Asbestos Gelos

I love the Greek phrase, asbestos gelos. I just recently found it while rereading Homer’s Iliad and it became my “phrase du jour” for many jours!  When I mentioned it to friends, there were several speculative comments about what it might mean. Even though these were good guesses, I must tell you that it does not translate into “jello made from asbestos,” it is not a Christmas carol, although someone pointed out that it can indeed be sung to the tune of Adeste Fidelis, and it is definitely not a curse or a spell cast by Harry Potter.

Asbestos Gelos (as-bes-tos yay-los) literally means “fireproof laughter.” I like that. Homer used it in reference to the laughter of the gods; it was unquenchable laughter…laughter in the face of fear and adversity.  How cool is that? It has long been said that he who laughs…lasts, and I believe that is true! I like to think of fireproof laughter as a spirit of joy and hope that transcends hardship and woe and offers promise in times of tribulation. It isn’t about being goofy and laughing in inappropriate situations, but to me, it’s about refusing to be robbed of joy and not allowing other people or a set of circumstances to suck the hope out of your soul!

When I think back on the missed opportunities in my life, they usually happened during one of my “fearstorms.”  I always refer to interFEARance as being the cause of many of our problems. It happens when we lose confidence, joy, hope and our footing….then we fall. I like to think of asbestos gelos as happening when our fear and joy collide and we decide to choose hope instead of despair.
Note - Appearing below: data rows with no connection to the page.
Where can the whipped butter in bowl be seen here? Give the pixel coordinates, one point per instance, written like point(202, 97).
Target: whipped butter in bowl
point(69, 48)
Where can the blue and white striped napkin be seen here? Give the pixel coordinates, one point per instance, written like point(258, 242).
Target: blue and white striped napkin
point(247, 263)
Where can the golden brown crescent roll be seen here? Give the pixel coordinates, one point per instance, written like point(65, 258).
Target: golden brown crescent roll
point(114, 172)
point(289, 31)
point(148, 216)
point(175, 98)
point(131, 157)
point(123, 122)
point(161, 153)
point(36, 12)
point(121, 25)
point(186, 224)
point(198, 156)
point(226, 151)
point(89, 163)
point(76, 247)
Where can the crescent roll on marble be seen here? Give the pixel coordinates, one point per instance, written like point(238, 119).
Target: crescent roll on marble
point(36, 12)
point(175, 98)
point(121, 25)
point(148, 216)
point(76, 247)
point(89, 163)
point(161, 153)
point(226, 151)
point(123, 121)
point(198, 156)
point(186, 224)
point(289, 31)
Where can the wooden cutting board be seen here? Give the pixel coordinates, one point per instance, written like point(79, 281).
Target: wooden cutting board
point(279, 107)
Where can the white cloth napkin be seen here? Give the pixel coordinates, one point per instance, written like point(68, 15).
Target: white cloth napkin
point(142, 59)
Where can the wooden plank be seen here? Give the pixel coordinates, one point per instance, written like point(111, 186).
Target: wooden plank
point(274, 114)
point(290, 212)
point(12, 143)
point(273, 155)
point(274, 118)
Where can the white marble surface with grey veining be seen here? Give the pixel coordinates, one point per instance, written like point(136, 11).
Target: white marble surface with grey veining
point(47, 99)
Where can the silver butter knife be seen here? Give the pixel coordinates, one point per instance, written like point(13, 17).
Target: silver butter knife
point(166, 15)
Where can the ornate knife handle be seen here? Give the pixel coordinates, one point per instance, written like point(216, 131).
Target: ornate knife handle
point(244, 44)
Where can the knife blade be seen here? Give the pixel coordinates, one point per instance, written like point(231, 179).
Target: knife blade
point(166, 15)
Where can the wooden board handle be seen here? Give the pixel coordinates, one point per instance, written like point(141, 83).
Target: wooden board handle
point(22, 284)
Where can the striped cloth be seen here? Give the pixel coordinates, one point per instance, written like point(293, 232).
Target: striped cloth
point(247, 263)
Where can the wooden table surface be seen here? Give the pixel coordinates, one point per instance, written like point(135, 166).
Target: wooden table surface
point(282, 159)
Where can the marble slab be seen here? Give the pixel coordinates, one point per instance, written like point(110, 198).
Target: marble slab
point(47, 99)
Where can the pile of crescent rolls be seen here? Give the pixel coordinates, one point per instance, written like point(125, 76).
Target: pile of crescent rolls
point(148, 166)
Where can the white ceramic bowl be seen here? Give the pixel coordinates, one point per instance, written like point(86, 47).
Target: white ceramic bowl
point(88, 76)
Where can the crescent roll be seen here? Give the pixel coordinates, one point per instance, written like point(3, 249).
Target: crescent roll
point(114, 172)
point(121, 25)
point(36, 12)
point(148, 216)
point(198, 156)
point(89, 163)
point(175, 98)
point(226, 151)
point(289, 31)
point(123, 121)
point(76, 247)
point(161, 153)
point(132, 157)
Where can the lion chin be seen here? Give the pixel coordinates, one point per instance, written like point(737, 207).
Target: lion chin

I am a worrier, so I have taken to calling upon asbestos gelos when I feel myself begin to slide down Negativity Hill. When I say the phrase, my mind conjures up a super shero character with AG on her chest, head thrown back in laughter, shaking a fist at a cloud of doom and shouting “I laugh at you!”  Sounds silly, but it makes me giggle and it shifts my brain gears.

I don’t believe that we were meant to live with a spirit of fear and timidity…we are supposed to access joy and laughter at every opportunity. So I challenge you to make “asbestos gelos” part of your vocabulary. And try saying it with an accent…it sounds even better!